# Pres. debate



## emc7 (Jul 23, 2005)

Its on now, I'm kind of half paying attention. Both of them are spouting prepared attacks on each other while the other tries to interrupt and argue. I guess I give one point to McCain for calling his opponent, "senator obama" while obama calls him "john". It reads as condescending and disrespectful and i bet he loses some of the oldest voters. My grandmother still uses "Mrs. James" even though my grandfather has been dead for years. She hates when strangers call her "Mary".


----------



## crazyfishlady (Nov 4, 2007)

Well, I suppose that's why Obama is all about "change". My ex's mom HATED the fact that I called her by her last name...and a lot of the younger generations actually prefer their first name vs. their last. I I guess times are changing...


----------



## emc7 (Jul 23, 2005)

Only here. In Japan, young people go by their surname. Americans are setting a new standard for rudeness. And whats with the choice of Mrs. or Ms., what happened to miss? Its not fair to make women check Mrs. or Miss while all men are Mr. But why have a Mrs. box without a Miss? Why not just all go to Ms.? <end of tangent>

I just have visions of Pres. Obama going to Russia and saying "Hi, Vladimir" and getting us in a war. If the President of the United States isn't formal, who is? If you elect a drinking buddy, you get "dubya". Obama stopped going by "Barry" to be taken more seriously and its worked. I bet it (calling him John) was a strategy. I saw too much strategy and not enough real candidates.
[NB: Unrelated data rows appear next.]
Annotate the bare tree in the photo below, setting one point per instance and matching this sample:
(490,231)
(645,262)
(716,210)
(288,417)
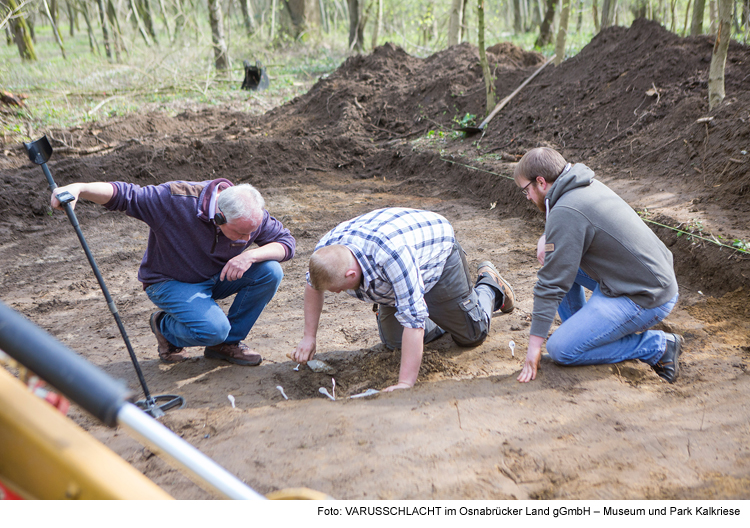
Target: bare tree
(378,25)
(55,31)
(21,33)
(696,25)
(489,81)
(518,16)
(221,58)
(719,55)
(456,21)
(562,33)
(545,30)
(248,16)
(608,12)
(356,37)
(105,28)
(83,7)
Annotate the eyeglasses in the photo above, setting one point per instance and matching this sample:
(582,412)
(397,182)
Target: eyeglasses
(525,188)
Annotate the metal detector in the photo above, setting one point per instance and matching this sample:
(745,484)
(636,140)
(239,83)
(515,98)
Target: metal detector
(39,153)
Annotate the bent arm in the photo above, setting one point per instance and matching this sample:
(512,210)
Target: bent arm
(236,267)
(97,192)
(412,347)
(533,357)
(305,350)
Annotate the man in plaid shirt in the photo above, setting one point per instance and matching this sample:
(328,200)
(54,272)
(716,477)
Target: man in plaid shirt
(408,262)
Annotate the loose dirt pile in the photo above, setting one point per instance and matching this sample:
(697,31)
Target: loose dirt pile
(378,132)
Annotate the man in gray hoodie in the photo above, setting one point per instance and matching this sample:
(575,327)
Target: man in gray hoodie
(593,239)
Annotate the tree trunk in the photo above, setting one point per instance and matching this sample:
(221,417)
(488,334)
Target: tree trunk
(456,20)
(696,25)
(55,31)
(72,16)
(687,14)
(221,60)
(378,25)
(608,10)
(83,7)
(356,38)
(138,23)
(118,44)
(595,13)
(148,20)
(713,16)
(517,17)
(21,34)
(545,30)
(301,15)
(272,29)
(489,82)
(165,19)
(248,16)
(105,28)
(719,55)
(562,33)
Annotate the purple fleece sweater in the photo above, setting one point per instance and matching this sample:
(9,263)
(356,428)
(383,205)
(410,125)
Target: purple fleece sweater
(183,243)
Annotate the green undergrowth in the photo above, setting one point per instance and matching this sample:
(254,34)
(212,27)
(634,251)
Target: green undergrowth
(67,92)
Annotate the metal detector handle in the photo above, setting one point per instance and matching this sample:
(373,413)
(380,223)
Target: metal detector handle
(80,381)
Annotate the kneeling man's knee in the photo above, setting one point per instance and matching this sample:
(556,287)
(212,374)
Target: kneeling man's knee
(211,333)
(558,350)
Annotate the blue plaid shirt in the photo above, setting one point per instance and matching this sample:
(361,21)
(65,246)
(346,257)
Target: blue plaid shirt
(402,253)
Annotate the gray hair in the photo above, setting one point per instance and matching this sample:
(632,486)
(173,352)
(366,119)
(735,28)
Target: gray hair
(240,202)
(541,161)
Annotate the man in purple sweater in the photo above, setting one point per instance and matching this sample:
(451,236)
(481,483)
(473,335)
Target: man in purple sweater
(199,251)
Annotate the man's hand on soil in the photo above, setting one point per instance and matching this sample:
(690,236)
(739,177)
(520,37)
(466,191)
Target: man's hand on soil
(236,267)
(397,386)
(305,351)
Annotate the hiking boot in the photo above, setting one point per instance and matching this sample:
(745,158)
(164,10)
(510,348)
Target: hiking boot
(668,367)
(168,353)
(237,353)
(489,275)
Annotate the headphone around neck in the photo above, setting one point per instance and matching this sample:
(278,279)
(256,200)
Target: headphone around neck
(219,218)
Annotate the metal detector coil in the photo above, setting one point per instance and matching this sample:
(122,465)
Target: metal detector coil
(39,153)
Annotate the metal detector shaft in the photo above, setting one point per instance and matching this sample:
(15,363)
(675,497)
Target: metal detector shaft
(110,303)
(166,444)
(94,390)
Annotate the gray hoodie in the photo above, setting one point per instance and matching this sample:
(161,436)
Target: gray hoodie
(590,227)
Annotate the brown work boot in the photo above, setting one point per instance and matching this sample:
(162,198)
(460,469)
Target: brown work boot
(168,353)
(237,353)
(489,275)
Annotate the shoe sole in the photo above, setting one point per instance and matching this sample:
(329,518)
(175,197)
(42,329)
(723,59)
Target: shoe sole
(679,342)
(490,265)
(210,354)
The debate is over, I think they both did fine. But it wasn't much of a "debate" they were mostly spouting prepared statements. I would have liked to see some more actual back and forth.


----------



## crazyfishlady (Nov 4, 2007)

I totally agree. Everything should be gender neutral. Like chosen colors...pink for girls and blue for boys? What's up with that?! I went to the toy store the other day and they have all the cool bada** toys for little boys and on the other hand they have fake cooking, cleaning, and baby dolls for the little girls. That's such bull. Women aren't brought up to be stay at home moms anymore people. It takes both to bring in incomes nowadays. We should also use gender neutral names when bringing up kids, ex: Instead of; policeman, fireman, mailman, garbageman. Use: police officer, firefighter, mail carrier, and so on... That way it's easier for them to picture themselves in that profession.


----------



## emc7 (Jul 23, 2005)

My sister was complaining about the Walmart commercials that showed Moms shopping for lots of food to prepare for the "the big game." The men just spend car-sized chunks of money on big screens and sit back and watch. You can't keep little girls from liking pink and purple, but we can do more to encourage boys to expect do a little housework. I thought the monster barbecue trend was a good one, just because it got men cooking.


----------



## emc7 (Jul 23, 2005)

This thread is now totally off track. 

There was a study a few years back of high school students. Most girls expected to work outside the home and have "an equal partner" for a husband. Most boys wanted a "stay at home" wife and didn't expect to contribute anything but a paycheck. The truth is most women work and most households need two incomes. Women do the lion's share of cooking, cleaning, and childcare without working any fewer hours than their husbands. Is it any wonder the divorce rate is so high?


----------